Introduction
With regard to employment policy and welfare reform, there is a large degree of consensus among policymakers and scholars that taxes and benefits must not lead to a situation in which poor individuals (or their families) face very high marginal tax rates when they take up a job or when their hours of work increase. Benefit systems that are too selective are beset by inactivity traps: they discourage the labour market participation of low-skilled workers.

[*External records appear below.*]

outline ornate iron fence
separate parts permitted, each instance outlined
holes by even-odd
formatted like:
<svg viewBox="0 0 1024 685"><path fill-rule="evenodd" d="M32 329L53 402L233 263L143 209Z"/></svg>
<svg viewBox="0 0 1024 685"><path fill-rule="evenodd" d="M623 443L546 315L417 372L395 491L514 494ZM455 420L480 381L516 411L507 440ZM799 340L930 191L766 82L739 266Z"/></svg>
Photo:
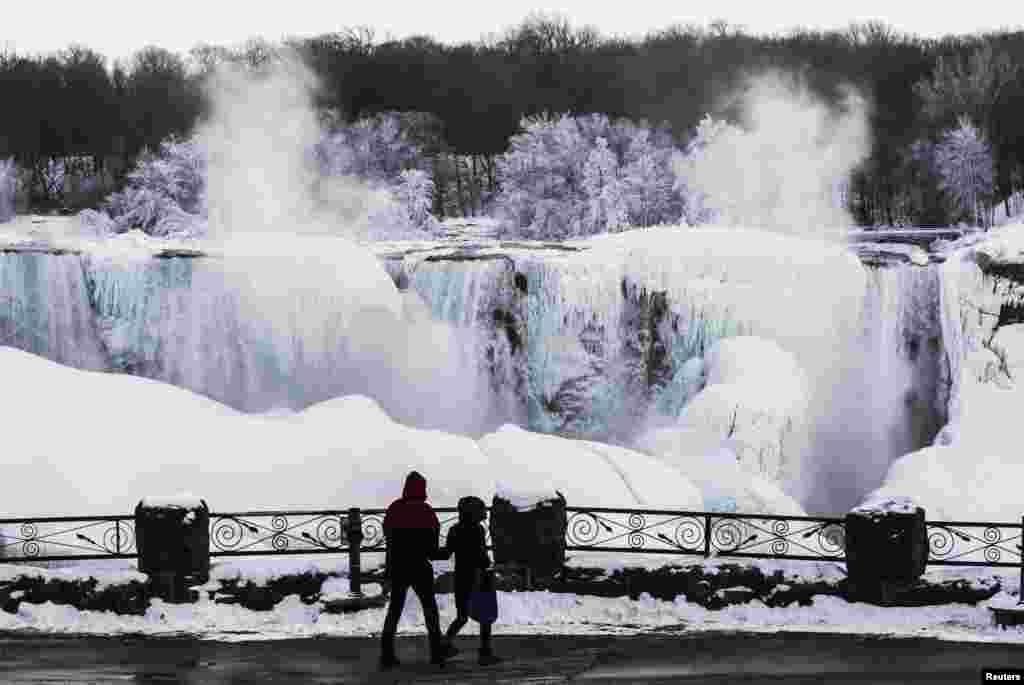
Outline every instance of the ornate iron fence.
<svg viewBox="0 0 1024 685"><path fill-rule="evenodd" d="M0 519L0 562L134 559L134 516Z"/></svg>
<svg viewBox="0 0 1024 685"><path fill-rule="evenodd" d="M566 507L566 550L843 561L841 518Z"/></svg>
<svg viewBox="0 0 1024 685"><path fill-rule="evenodd" d="M435 511L443 544L457 513L453 508ZM211 512L210 556L354 553L347 525L352 512L361 533L358 552L383 552L383 509ZM570 552L836 562L846 558L842 518L593 507L566 507L566 515ZM927 526L929 565L1024 568L1024 519L927 521ZM136 556L131 515L0 519L0 562Z"/></svg>
<svg viewBox="0 0 1024 685"><path fill-rule="evenodd" d="M1024 567L1024 519L1020 523L928 521L932 566ZM1024 572L1024 571L1022 571Z"/></svg>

In academic research, various proposals, related to basic income or negative income taxation, are put forward to remedy such inactivity traps. Obviously, other approaches to the incentive problem for low-wage earners are possible, such as (a) topping up lowskilled workers’ purchasing power by selective tax credits, (b) increasing their net pay by lowering personal social security contributions on low earnings, or (c) supporting sufficiently high minimum wages for low-skilled workers by selectively subsidizing employers. These alternative instruments reflect not only technical differences, but also more fundamental differences in approach. Therefore, it is useful first to assess alternative instruments from a normative vantage point, that is, by examining the conceptions of distributive justice underpinning their use, before assessing them with more explicit reference to the particular problems created by tax and benefit systems in economies plagued with involuntary unemployment.
In this paper we focus on this normative issue. Yet we start with a broader question, namely, why the problem of inactivity traps has gained heightened attention in debates on social policy over the last years. We present the idea of an active welfare state, which adopts increased participation as a central goal of social policy. In our view, this idea should also be based upon a responsibility-sensitive egalitarian conception of social justice. The active welfare state and responsibility-sensitive egalitarianism will act as the general background for our discussion of the relationship between a government's normative conceptions and its eventual choice of instruments.
Subsequently, we explain why defining a government as responsibility-sensitive egalitarian does not suffice to determine which distributive instruments it is supposed to choose. Making specific choices depends on the collective decision rule which is used and on normative positions taken by a government that do not reduce to responsibility- sensitive egalitarianism.